如何修改传统的笛卡尔积以减少内存开销？

For my problem you're selecting up to 24 items from a pool of maybe 5-10,000 items. In other words we're generating configurations.

The number 24 comes from the item categories, each item is associated with a particular installation location, an item from location 1 cannot be installed in location 10, so I have arranged my associative array to organize the data in groups. Each item looks like:

$items[9][] = array("id" => "0", "2" => 2, "13" => 20);

Where the first parameter ( $item[9] ) tells you the location it is allowed in. If you want it's ok to think of the idea that you cannot install a tire in the spot for an exhaust pipe.

The items are stored in a mySQL database. The user can specify restrictions on the solution, for example, attribute 2 must have a final value of 25 or more. They can have multiple competing restrictions. The queries retrieve items that have any value for the attributes under consideration (unspecified attributes are stored but we don't do any calculations with them). The PHP script then prunes out any redundant choices (for example: if item 1 has an attribute value of 3 and item 2 has an attribute value of 5, in the absence of another restriction you would never choose item 1).

After all the processing has occurred get an associative array that looks like:

$items[10][] = array("id" => "3", "2" => 2, "13" => 100);
$items[10][] = array("id" => "4", "2" => 3, "13" => 50);
$items[9][] = array("id" => "0", "2" => 2, "13" => 20);
$items[9][] = array("id" => "1", "2" => -1, "13" => 50);

I have posted a full example data set at this pastebin link. There is reason to believe I can be more restrictive on what I accept into the data set but even at a restriction of 2 elements per option there's a problem.

In the array() value, the id is the reference to the index of the item in the array, and the other values are attribute id and value pairs. So $items[10][] = array("id" => "3", "2" => 2, "13" => 100); means that in location 10 there is an item with id 3 which as a value of 2 in attribute 2 and a value of 100 in attribute 13. If it helps think of an item being identified by a pair eg (10,0) is item 0 in location 10.

I know I'm not being specific, there are 61 attributes and I don't think it changes the structure of the problem with what they represent. If we want, we can think of attribute 2 as weight and attribute 13 as cost.

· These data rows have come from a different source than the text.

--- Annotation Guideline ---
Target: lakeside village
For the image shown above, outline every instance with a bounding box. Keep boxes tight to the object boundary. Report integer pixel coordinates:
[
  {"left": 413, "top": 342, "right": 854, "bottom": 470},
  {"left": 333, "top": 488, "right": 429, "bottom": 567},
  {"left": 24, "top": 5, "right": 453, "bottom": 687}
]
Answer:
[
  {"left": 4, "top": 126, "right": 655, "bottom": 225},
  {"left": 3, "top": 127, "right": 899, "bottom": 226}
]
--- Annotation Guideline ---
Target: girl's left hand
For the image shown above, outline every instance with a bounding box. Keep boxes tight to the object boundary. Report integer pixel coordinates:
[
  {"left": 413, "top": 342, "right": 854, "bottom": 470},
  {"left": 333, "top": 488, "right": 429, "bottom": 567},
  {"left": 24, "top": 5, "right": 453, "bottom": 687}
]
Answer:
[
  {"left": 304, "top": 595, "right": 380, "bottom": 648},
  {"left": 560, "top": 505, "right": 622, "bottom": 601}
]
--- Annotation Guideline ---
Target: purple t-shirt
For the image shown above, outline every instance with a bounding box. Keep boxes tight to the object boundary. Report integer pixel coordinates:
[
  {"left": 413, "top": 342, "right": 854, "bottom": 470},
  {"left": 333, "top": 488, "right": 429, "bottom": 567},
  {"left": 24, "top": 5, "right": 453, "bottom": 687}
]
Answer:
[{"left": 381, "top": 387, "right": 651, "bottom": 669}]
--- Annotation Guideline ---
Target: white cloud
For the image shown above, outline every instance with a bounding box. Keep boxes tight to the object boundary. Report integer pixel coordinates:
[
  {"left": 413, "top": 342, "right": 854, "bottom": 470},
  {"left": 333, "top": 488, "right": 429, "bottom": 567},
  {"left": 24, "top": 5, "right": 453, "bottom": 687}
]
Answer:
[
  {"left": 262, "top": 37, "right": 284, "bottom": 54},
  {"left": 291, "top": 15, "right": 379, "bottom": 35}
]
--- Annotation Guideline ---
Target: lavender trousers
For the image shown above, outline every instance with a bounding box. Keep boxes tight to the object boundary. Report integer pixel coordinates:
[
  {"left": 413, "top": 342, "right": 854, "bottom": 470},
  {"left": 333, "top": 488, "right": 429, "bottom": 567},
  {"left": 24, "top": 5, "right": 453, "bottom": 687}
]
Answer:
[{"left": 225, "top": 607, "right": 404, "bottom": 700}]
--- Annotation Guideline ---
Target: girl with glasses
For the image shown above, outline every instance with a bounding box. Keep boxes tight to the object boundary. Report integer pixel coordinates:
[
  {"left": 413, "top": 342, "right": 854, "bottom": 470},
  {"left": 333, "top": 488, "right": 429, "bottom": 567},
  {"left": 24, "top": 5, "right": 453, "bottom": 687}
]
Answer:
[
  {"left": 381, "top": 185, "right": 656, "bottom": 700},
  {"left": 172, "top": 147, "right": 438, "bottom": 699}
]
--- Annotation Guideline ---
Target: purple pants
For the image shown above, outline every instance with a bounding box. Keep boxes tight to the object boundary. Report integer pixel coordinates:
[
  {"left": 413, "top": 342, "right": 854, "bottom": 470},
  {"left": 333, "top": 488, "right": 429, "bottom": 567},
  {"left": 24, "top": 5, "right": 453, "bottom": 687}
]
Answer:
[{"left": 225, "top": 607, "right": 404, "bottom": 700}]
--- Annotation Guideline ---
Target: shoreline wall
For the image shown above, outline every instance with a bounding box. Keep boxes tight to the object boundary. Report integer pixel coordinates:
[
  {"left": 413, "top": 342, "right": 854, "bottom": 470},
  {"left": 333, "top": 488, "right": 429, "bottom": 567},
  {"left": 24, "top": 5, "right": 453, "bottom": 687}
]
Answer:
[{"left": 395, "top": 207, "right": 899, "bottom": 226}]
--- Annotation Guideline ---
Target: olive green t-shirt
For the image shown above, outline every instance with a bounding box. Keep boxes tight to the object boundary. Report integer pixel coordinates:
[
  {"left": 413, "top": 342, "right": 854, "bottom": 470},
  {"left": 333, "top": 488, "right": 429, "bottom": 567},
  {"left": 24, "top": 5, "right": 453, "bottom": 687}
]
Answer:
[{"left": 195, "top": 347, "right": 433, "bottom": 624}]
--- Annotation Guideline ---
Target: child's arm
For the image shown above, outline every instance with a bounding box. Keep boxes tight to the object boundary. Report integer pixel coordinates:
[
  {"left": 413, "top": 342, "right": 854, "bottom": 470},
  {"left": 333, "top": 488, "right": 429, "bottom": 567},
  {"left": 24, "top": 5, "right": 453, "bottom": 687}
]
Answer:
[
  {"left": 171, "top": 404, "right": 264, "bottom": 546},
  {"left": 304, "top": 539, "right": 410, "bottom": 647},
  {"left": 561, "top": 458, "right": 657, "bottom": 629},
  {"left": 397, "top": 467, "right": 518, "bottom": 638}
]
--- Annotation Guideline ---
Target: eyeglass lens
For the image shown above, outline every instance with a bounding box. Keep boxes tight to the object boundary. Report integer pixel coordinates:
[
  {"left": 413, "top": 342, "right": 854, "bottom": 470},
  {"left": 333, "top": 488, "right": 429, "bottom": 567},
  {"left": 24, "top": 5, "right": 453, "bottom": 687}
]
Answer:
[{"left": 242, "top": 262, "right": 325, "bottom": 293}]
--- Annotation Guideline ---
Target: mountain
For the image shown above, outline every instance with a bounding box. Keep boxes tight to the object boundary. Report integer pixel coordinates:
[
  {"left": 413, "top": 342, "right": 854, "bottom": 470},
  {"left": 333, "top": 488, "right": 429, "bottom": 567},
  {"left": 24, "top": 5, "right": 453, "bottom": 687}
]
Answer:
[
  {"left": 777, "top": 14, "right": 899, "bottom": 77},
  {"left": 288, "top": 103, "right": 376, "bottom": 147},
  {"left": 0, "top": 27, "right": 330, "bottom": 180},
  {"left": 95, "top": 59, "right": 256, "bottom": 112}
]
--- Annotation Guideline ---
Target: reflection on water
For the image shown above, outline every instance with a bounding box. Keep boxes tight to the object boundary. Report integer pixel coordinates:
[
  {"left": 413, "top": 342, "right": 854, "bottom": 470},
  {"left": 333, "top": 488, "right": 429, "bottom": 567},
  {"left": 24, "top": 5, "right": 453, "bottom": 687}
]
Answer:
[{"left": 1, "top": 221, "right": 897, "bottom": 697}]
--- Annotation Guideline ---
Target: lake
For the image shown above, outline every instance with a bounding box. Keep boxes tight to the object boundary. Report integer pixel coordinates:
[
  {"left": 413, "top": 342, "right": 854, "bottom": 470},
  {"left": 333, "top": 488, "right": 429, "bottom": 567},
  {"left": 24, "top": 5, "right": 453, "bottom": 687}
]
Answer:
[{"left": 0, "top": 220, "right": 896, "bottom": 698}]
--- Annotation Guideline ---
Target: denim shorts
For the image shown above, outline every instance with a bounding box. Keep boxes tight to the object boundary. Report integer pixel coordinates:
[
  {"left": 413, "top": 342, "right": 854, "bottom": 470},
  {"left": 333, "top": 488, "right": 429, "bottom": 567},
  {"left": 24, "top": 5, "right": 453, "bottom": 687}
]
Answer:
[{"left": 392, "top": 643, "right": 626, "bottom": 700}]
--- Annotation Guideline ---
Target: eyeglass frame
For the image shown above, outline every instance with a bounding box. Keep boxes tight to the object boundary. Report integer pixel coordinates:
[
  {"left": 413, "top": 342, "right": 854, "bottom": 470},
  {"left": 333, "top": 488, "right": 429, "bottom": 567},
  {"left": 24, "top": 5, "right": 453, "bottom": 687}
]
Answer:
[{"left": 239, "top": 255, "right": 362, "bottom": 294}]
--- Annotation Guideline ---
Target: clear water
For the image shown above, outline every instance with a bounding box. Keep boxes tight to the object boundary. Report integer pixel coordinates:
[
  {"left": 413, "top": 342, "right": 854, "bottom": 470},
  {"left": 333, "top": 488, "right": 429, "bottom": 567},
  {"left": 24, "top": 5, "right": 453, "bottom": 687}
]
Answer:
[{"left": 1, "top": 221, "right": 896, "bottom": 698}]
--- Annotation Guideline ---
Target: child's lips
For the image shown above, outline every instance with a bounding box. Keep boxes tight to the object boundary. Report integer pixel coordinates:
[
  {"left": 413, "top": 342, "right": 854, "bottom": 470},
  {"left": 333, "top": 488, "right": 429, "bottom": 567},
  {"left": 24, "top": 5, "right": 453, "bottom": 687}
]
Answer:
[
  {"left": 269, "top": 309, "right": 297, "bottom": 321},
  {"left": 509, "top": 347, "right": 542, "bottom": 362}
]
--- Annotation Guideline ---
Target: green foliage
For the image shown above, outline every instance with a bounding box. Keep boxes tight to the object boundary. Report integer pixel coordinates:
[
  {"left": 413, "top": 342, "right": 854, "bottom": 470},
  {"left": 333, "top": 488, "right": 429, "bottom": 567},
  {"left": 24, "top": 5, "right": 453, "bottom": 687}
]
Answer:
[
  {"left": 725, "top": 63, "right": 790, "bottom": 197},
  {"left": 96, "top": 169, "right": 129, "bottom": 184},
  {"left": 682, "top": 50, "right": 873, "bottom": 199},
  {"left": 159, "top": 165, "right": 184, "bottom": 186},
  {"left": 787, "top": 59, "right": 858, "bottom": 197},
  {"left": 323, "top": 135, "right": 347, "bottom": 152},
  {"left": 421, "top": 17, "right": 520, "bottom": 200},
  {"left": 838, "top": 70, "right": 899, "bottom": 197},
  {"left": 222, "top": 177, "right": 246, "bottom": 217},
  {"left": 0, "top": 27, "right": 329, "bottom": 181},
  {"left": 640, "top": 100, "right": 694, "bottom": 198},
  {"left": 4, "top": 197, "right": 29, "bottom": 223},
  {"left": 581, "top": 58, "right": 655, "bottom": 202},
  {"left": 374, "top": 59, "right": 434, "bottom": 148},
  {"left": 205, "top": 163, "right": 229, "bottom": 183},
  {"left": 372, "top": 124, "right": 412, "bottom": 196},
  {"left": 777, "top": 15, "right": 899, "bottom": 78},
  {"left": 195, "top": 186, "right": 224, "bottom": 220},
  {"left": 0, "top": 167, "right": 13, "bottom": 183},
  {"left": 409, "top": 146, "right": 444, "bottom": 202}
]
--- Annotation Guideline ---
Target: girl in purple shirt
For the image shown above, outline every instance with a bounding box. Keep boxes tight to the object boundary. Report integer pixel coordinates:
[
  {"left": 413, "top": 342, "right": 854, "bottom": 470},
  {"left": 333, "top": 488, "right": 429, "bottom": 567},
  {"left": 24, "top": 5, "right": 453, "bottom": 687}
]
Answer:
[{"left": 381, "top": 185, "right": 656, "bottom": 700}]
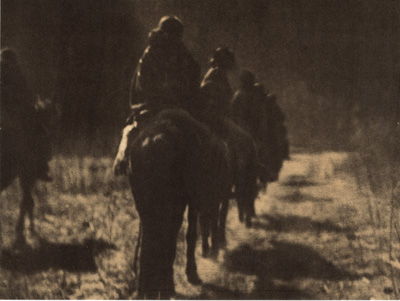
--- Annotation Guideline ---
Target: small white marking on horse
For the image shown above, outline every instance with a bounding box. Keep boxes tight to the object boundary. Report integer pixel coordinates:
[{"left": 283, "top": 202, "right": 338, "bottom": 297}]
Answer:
[
  {"left": 152, "top": 134, "right": 163, "bottom": 142},
  {"left": 142, "top": 137, "right": 151, "bottom": 148}
]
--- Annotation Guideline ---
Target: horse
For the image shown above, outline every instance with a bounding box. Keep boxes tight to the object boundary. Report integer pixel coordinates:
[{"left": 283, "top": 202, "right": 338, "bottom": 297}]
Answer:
[
  {"left": 127, "top": 109, "right": 257, "bottom": 298},
  {"left": 0, "top": 96, "right": 58, "bottom": 246},
  {"left": 197, "top": 119, "right": 259, "bottom": 256}
]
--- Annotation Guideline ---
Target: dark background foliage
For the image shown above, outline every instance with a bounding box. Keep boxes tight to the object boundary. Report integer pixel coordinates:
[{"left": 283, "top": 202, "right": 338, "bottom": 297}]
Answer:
[{"left": 1, "top": 0, "right": 399, "bottom": 150}]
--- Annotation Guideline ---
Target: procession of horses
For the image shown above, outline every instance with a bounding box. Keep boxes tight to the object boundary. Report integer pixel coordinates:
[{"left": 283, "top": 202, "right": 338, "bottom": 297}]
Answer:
[{"left": 0, "top": 16, "right": 289, "bottom": 299}]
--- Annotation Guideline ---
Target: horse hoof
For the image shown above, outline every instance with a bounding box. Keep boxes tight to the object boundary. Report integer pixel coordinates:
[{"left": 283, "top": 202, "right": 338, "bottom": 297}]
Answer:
[
  {"left": 202, "top": 245, "right": 210, "bottom": 258},
  {"left": 160, "top": 291, "right": 176, "bottom": 300},
  {"left": 245, "top": 218, "right": 252, "bottom": 228},
  {"left": 219, "top": 238, "right": 227, "bottom": 249},
  {"left": 202, "top": 249, "right": 210, "bottom": 258},
  {"left": 13, "top": 236, "right": 27, "bottom": 250},
  {"left": 187, "top": 272, "right": 202, "bottom": 285},
  {"left": 210, "top": 249, "right": 219, "bottom": 261}
]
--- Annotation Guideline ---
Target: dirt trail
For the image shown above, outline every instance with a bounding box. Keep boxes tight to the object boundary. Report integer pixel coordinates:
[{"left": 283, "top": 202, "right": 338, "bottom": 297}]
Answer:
[
  {"left": 177, "top": 151, "right": 397, "bottom": 299},
  {"left": 0, "top": 151, "right": 397, "bottom": 299}
]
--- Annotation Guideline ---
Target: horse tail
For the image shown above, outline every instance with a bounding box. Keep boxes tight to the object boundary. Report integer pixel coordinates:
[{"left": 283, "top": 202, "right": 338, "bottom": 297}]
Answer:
[{"left": 133, "top": 221, "right": 142, "bottom": 277}]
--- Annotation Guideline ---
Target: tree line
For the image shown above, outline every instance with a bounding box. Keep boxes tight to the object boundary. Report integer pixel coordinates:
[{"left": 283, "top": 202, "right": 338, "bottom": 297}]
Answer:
[{"left": 2, "top": 0, "right": 399, "bottom": 149}]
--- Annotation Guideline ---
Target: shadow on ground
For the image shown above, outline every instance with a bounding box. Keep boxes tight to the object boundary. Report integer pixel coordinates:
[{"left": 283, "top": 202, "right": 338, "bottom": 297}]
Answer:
[
  {"left": 278, "top": 191, "right": 334, "bottom": 203},
  {"left": 280, "top": 175, "right": 322, "bottom": 187},
  {"left": 223, "top": 241, "right": 358, "bottom": 299},
  {"left": 194, "top": 282, "right": 313, "bottom": 300},
  {"left": 176, "top": 283, "right": 250, "bottom": 300},
  {"left": 0, "top": 237, "right": 116, "bottom": 273},
  {"left": 252, "top": 214, "right": 354, "bottom": 236}
]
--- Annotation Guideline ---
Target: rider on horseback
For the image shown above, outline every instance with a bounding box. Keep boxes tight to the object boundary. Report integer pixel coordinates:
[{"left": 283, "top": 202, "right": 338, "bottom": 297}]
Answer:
[
  {"left": 113, "top": 16, "right": 201, "bottom": 175},
  {"left": 200, "top": 48, "right": 260, "bottom": 209},
  {"left": 1, "top": 48, "right": 52, "bottom": 182},
  {"left": 231, "top": 70, "right": 260, "bottom": 137},
  {"left": 201, "top": 47, "right": 235, "bottom": 118},
  {"left": 254, "top": 84, "right": 290, "bottom": 183}
]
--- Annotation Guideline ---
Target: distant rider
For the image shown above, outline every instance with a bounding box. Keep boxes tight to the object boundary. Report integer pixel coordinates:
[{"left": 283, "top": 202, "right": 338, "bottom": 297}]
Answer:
[
  {"left": 0, "top": 48, "right": 52, "bottom": 181},
  {"left": 200, "top": 48, "right": 260, "bottom": 206},
  {"left": 231, "top": 70, "right": 259, "bottom": 137},
  {"left": 253, "top": 83, "right": 289, "bottom": 183}
]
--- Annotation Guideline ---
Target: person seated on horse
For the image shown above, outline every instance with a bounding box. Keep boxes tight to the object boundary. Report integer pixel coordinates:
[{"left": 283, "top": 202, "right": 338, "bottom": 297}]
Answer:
[
  {"left": 254, "top": 84, "right": 289, "bottom": 159},
  {"left": 201, "top": 47, "right": 259, "bottom": 138},
  {"left": 113, "top": 16, "right": 201, "bottom": 176},
  {"left": 198, "top": 47, "right": 242, "bottom": 139},
  {"left": 200, "top": 48, "right": 262, "bottom": 189},
  {"left": 231, "top": 70, "right": 261, "bottom": 137},
  {"left": 253, "top": 83, "right": 289, "bottom": 183},
  {"left": 200, "top": 47, "right": 235, "bottom": 119},
  {"left": 0, "top": 48, "right": 52, "bottom": 182}
]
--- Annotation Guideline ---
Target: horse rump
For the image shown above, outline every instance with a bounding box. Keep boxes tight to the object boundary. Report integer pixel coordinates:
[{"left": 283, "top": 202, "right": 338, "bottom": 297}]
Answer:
[{"left": 127, "top": 109, "right": 224, "bottom": 298}]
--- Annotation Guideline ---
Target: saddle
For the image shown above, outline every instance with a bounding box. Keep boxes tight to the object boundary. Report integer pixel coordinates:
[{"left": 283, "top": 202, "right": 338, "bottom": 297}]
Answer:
[{"left": 114, "top": 105, "right": 211, "bottom": 176}]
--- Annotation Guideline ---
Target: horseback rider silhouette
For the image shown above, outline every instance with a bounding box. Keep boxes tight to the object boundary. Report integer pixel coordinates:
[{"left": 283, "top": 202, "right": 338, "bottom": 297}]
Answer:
[
  {"left": 113, "top": 21, "right": 260, "bottom": 203},
  {"left": 113, "top": 16, "right": 201, "bottom": 175},
  {"left": 253, "top": 83, "right": 289, "bottom": 183},
  {"left": 231, "top": 70, "right": 260, "bottom": 136},
  {"left": 1, "top": 48, "right": 52, "bottom": 182},
  {"left": 200, "top": 48, "right": 260, "bottom": 218}
]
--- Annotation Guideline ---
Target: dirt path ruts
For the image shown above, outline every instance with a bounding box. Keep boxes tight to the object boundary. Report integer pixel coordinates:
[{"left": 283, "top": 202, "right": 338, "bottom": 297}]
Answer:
[
  {"left": 177, "top": 151, "right": 397, "bottom": 299},
  {"left": 1, "top": 152, "right": 397, "bottom": 299}
]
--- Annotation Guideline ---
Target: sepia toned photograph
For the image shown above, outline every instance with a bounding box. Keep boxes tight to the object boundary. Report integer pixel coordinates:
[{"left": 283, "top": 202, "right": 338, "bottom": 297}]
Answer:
[{"left": 1, "top": 0, "right": 399, "bottom": 299}]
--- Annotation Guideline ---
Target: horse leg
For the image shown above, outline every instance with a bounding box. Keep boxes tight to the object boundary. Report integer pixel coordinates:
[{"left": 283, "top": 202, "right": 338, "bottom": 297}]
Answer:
[
  {"left": 137, "top": 203, "right": 185, "bottom": 299},
  {"left": 236, "top": 184, "right": 256, "bottom": 228},
  {"left": 246, "top": 174, "right": 258, "bottom": 228},
  {"left": 218, "top": 198, "right": 229, "bottom": 248},
  {"left": 15, "top": 180, "right": 28, "bottom": 245},
  {"left": 133, "top": 221, "right": 142, "bottom": 290},
  {"left": 200, "top": 212, "right": 210, "bottom": 258},
  {"left": 16, "top": 176, "right": 35, "bottom": 245},
  {"left": 186, "top": 205, "right": 202, "bottom": 284},
  {"left": 137, "top": 220, "right": 163, "bottom": 299},
  {"left": 209, "top": 208, "right": 220, "bottom": 260},
  {"left": 237, "top": 195, "right": 245, "bottom": 224},
  {"left": 0, "top": 194, "right": 3, "bottom": 247},
  {"left": 15, "top": 208, "right": 26, "bottom": 245},
  {"left": 161, "top": 206, "right": 186, "bottom": 299},
  {"left": 245, "top": 195, "right": 254, "bottom": 228},
  {"left": 0, "top": 207, "right": 3, "bottom": 248},
  {"left": 23, "top": 176, "right": 36, "bottom": 236},
  {"left": 26, "top": 184, "right": 36, "bottom": 236},
  {"left": 245, "top": 210, "right": 253, "bottom": 228}
]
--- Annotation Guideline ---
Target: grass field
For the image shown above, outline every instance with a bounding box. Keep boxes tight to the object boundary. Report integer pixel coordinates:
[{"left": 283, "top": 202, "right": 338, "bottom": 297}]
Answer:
[{"left": 1, "top": 144, "right": 399, "bottom": 299}]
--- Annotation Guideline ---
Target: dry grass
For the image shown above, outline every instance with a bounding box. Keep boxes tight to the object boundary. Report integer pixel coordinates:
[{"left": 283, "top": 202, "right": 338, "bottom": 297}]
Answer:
[
  {"left": 351, "top": 116, "right": 400, "bottom": 298},
  {"left": 0, "top": 154, "right": 139, "bottom": 299},
  {"left": 0, "top": 129, "right": 399, "bottom": 299}
]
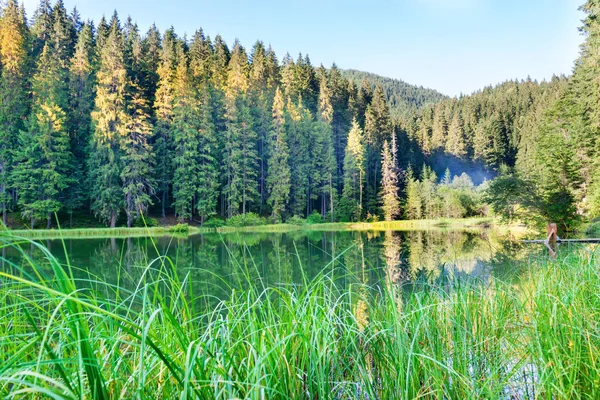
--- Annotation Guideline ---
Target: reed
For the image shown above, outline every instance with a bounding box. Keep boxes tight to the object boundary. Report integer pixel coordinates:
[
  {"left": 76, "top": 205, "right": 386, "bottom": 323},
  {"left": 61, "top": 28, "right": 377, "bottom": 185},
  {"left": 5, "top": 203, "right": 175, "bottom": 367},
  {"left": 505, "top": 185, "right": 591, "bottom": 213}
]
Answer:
[{"left": 0, "top": 235, "right": 598, "bottom": 399}]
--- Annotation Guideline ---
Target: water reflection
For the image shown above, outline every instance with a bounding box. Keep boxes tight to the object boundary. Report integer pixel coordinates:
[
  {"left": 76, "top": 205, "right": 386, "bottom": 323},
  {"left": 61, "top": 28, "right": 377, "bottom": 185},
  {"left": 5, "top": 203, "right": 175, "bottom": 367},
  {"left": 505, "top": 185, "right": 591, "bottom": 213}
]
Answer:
[{"left": 3, "top": 229, "right": 535, "bottom": 301}]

The problem the user wants solved might be to generate a configuration where the weight is 25 exactly and the cost is minimized.

Back of the envelope math says a rough estimate, if there were only 2 choices per location, is 2^24 choices x size of the record. Assuming a 32 bit integer could be encoded to represent a single record somehow, we're looking at 16,777,216 * 4 = 67,108,864 bytes of memory (utterly ignoring data structure overhead) and there is no reason to believe that either of these assumptions is going to be valid, though an algorithm with an upper memory bound in the realm of 67 megs would be an acceptable memory size.

There's no particular reason to stick to this representation, I used associative arrays since I have a variable number of attributes to use and figured that would allow me to avoid a large, sparse array. Above "2"=>2 actually means that filtered attribute with id #2 has a value of 2 and similarly attribute 13's value is 100. I'm happy to change my data structure to something more compact.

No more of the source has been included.